Aviva disclosed after market close on Wednesday that the Direct Line board had on November 26 rejected its cash-and-shares offer, valuing Direct Line at 250p per share.
Aviva described its proposal as “highly attractive” with the approach representing a near 60 per cent premium to Direct Line’s closing price of 157.8p on Wednesday.
Direct Line shares closed up 41 per cent on Thursday at 224.4p.
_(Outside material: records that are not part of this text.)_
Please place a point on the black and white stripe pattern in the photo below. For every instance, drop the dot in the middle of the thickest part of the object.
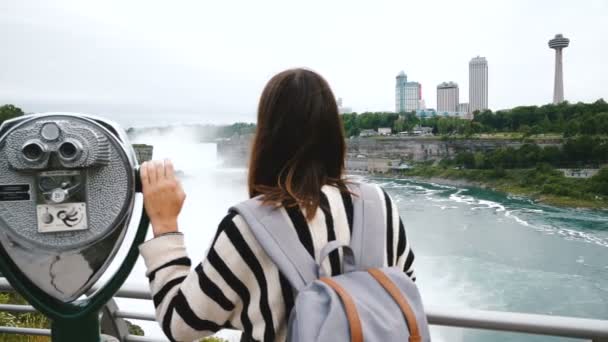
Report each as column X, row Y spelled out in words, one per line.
column 237, row 285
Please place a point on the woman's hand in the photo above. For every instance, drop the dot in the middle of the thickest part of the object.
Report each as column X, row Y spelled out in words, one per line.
column 163, row 195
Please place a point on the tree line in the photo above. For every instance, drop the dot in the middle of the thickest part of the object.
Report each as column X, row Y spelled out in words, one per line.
column 582, row 151
column 564, row 118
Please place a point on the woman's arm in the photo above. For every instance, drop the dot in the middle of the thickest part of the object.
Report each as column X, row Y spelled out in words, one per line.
column 400, row 249
column 235, row 286
column 184, row 299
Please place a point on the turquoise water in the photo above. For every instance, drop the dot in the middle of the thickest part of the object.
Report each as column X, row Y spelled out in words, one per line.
column 474, row 248
column 486, row 250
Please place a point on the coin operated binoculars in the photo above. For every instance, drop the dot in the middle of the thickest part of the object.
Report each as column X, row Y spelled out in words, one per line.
column 67, row 195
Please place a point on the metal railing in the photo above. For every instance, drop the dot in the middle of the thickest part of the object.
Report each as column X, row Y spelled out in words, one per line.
column 113, row 323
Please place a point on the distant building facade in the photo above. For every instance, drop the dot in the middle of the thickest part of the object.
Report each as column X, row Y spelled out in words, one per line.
column 341, row 108
column 463, row 107
column 385, row 131
column 407, row 94
column 447, row 97
column 478, row 84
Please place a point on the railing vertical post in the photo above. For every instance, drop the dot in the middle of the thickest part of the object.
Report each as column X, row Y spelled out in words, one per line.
column 112, row 325
column 77, row 329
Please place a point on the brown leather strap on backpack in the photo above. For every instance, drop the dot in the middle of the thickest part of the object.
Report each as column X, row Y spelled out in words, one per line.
column 394, row 292
column 354, row 323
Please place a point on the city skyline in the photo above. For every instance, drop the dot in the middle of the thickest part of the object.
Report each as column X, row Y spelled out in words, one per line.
column 448, row 98
column 478, row 84
column 199, row 66
column 408, row 95
column 558, row 43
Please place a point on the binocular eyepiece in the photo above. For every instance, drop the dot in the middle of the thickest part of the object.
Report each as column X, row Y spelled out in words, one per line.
column 67, row 193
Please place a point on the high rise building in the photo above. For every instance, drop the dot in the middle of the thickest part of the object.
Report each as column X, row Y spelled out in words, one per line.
column 478, row 84
column 558, row 43
column 447, row 97
column 463, row 107
column 407, row 94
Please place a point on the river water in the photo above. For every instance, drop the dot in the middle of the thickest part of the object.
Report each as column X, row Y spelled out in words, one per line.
column 474, row 248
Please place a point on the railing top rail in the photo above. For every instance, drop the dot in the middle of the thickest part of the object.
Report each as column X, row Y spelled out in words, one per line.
column 464, row 318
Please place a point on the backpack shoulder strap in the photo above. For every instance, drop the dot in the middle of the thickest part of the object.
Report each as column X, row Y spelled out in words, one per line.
column 272, row 230
column 369, row 231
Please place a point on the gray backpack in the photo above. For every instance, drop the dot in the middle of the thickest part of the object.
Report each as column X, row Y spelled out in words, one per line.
column 365, row 303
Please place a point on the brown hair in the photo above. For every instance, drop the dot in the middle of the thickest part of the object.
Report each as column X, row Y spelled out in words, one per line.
column 299, row 142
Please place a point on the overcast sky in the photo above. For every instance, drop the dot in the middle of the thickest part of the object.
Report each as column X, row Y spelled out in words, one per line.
column 208, row 61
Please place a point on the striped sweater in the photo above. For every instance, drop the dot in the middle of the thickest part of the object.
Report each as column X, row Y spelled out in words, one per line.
column 237, row 286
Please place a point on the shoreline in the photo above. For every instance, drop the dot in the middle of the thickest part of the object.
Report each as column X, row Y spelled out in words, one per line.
column 553, row 200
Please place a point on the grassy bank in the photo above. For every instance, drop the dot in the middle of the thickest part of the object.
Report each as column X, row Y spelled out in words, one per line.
column 542, row 183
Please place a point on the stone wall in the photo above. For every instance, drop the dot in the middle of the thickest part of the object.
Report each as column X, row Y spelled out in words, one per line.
column 362, row 151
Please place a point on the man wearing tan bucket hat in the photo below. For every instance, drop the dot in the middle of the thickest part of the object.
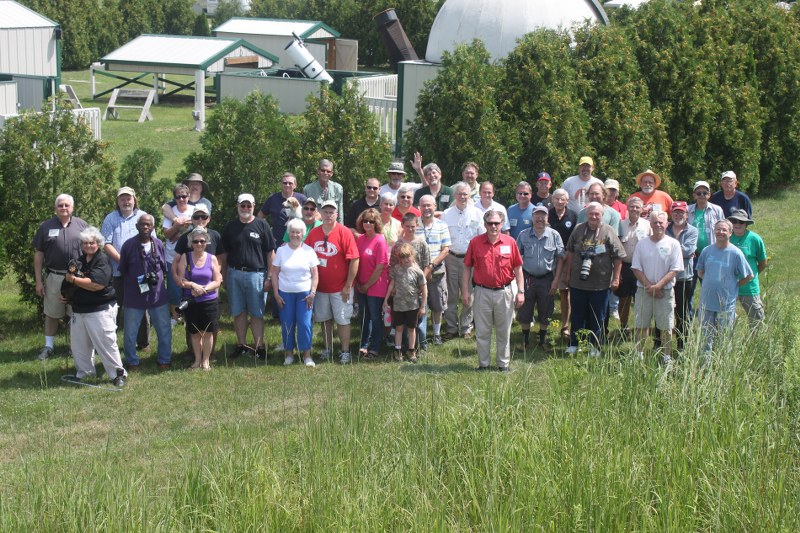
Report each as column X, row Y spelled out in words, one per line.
column 652, row 198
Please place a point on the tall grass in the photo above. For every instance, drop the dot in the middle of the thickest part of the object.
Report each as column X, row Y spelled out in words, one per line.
column 609, row 444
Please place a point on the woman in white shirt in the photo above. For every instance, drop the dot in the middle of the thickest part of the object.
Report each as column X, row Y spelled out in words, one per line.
column 294, row 284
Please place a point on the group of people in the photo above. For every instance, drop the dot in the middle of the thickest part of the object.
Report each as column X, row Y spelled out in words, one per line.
column 404, row 253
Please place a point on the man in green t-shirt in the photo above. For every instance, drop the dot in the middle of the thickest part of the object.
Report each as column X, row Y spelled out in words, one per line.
column 752, row 246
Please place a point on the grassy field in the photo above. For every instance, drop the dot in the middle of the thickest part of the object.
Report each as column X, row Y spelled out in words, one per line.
column 559, row 444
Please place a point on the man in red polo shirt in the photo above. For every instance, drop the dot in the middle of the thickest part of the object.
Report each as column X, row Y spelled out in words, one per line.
column 492, row 262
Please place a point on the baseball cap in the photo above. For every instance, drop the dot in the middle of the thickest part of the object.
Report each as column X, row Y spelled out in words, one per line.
column 246, row 197
column 680, row 206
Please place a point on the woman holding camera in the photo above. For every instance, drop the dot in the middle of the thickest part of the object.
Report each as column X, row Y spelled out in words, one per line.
column 94, row 308
column 200, row 277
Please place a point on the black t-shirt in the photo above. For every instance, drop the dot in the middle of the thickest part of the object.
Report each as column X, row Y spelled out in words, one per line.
column 213, row 246
column 99, row 271
column 247, row 245
column 565, row 226
column 358, row 207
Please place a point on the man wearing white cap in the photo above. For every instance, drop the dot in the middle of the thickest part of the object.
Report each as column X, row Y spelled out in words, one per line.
column 396, row 175
column 729, row 198
column 248, row 247
column 119, row 226
column 578, row 185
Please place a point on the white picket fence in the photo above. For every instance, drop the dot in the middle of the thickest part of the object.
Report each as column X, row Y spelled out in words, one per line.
column 380, row 92
column 90, row 115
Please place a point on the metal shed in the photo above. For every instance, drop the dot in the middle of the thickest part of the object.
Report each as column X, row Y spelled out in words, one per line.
column 321, row 40
column 30, row 55
column 200, row 57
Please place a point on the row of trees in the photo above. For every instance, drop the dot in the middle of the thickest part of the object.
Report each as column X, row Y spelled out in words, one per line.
column 687, row 90
column 246, row 147
column 93, row 28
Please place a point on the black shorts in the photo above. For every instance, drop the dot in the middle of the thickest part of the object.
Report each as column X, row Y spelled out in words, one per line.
column 408, row 319
column 627, row 282
column 201, row 317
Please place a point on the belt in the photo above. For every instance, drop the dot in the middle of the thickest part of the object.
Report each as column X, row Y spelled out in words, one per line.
column 246, row 269
column 491, row 288
column 543, row 276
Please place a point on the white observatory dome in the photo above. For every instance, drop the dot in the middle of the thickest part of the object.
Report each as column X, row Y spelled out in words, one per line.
column 499, row 23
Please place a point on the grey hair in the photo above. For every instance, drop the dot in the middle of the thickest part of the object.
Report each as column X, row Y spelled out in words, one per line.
column 65, row 197
column 92, row 234
column 296, row 224
column 492, row 212
column 430, row 166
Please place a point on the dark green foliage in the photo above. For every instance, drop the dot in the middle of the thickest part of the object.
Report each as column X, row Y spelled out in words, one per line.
column 137, row 171
column 247, row 145
column 226, row 10
column 458, row 119
column 42, row 156
column 628, row 136
column 200, row 27
column 540, row 100
column 342, row 129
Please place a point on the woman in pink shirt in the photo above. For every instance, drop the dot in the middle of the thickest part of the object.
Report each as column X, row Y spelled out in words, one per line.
column 372, row 280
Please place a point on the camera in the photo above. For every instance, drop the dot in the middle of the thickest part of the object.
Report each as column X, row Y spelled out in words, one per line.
column 586, row 262
column 151, row 279
column 181, row 308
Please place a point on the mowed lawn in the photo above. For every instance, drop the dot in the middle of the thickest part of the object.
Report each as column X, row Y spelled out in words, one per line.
column 558, row 444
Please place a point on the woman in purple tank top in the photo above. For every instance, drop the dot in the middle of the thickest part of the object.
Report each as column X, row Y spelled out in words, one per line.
column 200, row 277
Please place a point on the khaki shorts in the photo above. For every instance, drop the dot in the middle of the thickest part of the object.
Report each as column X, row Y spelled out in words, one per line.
column 329, row 305
column 646, row 308
column 53, row 307
column 437, row 293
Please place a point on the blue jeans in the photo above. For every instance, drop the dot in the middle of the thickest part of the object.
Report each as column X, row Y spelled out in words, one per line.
column 160, row 319
column 712, row 323
column 588, row 312
column 295, row 315
column 372, row 321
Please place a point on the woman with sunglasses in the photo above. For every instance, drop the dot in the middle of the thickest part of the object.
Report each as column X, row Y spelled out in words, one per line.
column 173, row 229
column 372, row 280
column 200, row 277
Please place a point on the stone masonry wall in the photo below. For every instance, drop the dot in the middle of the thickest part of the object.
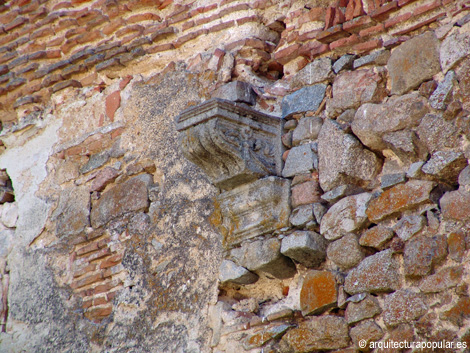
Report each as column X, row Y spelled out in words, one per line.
column 111, row 241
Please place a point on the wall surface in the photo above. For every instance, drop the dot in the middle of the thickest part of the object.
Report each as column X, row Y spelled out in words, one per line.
column 112, row 241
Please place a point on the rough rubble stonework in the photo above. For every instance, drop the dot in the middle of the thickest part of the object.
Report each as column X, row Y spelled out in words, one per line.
column 233, row 176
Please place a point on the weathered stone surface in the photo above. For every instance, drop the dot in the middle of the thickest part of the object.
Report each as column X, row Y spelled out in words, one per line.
column 318, row 333
column 376, row 237
column 345, row 252
column 409, row 226
column 317, row 71
column 444, row 279
column 318, row 293
column 128, row 196
column 347, row 215
column 376, row 273
column 307, row 129
column 456, row 205
column 454, row 48
column 364, row 309
column 368, row 87
column 253, row 209
column 399, row 198
column 441, row 96
column 403, row 306
column 264, row 256
column 422, row 252
column 398, row 113
column 367, row 331
column 231, row 272
column 343, row 159
column 308, row 248
column 236, row 91
column 306, row 193
column 303, row 100
column 413, row 62
column 301, row 159
column 445, row 165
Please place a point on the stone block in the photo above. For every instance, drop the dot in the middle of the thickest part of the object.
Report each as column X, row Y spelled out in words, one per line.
column 264, row 256
column 413, row 62
column 375, row 274
column 305, row 247
column 231, row 272
column 347, row 215
column 304, row 100
column 253, row 209
column 318, row 293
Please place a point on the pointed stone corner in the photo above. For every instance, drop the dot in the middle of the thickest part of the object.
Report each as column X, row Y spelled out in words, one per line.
column 232, row 143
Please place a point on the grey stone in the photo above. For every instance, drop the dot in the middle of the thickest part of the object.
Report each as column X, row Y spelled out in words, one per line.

Aviva shares closed down 2 per cent at 479.5p.
One top 20 Direct Line investor said: “The offer undervalues the business, especially as Aviva has motor so they can combine them and extract synergies.”
However, he added that most Direct Line shareholders would probably tender their shares at 300p.
Many market analysts believe Aviva will need to raise its bid to win over Direct Line.
“Aviva could be persuaded to sweeten the deal to 260p-265p, which may help satisfy the DLG board,” said Peel Hunt in a note.
“There is downside risk to DLG’s standalone strategy and retaining some upside in an Aviva-DLG combination could be an attractive proposition, which is worth exploring in our view.”
Dan Coatsworth, investment analyst at AJ Bell, said Direct Line had “tremendous” brand strength in the general insurance market and significant scale, which made it a highly attractive takeover target.
“Should Aviva be able to dig deeper and offer something in the region of 275p, Direct Line’s shareholders might feel that Christmas has come early.”
Under the takeover code, Aviva has until 5pm on December 25 to make either a firm offer or announce that it does not intend to a make one.
The Aviva offer was the third takeover bid Direct Line has received this year, having rebuffed two approaches from Belgian insurer Ageas.
Aviva’s offer was just over 7 per cent above Ageas’s first offer and 5.4 per cent above the second.
“Given that this is a relatively small uplift from the previous two offers, and the consideration is similarly split between cash and shares, we are unsurprised that the bid was rejected,” said analysts at Jefferies.
“We would not be surprised if Aviva make an additional offer and thus we reiterate our view that an offer of at least 270p might be acceptable.”
Aviva declined to comment on Thursday’s developments.
Aviva said that it believes a tie-up with Direct Line would accelerate its pivot towards becoming a capital-light business and help expand its personal lines market. The insurer believes there are “material” cost and capital synergies.
Defending its decision to rebuff the Aviva proposal, Direct Line said it had “considerable conviction” in the capabilities of its newly established leadership team, including Winslow, to turn around the business.
“The company continues to make early progress towards our financial targets, and expects to deliver attractive growth in profitability, capital generation and shareholder returns,” said Direct Line in its statement.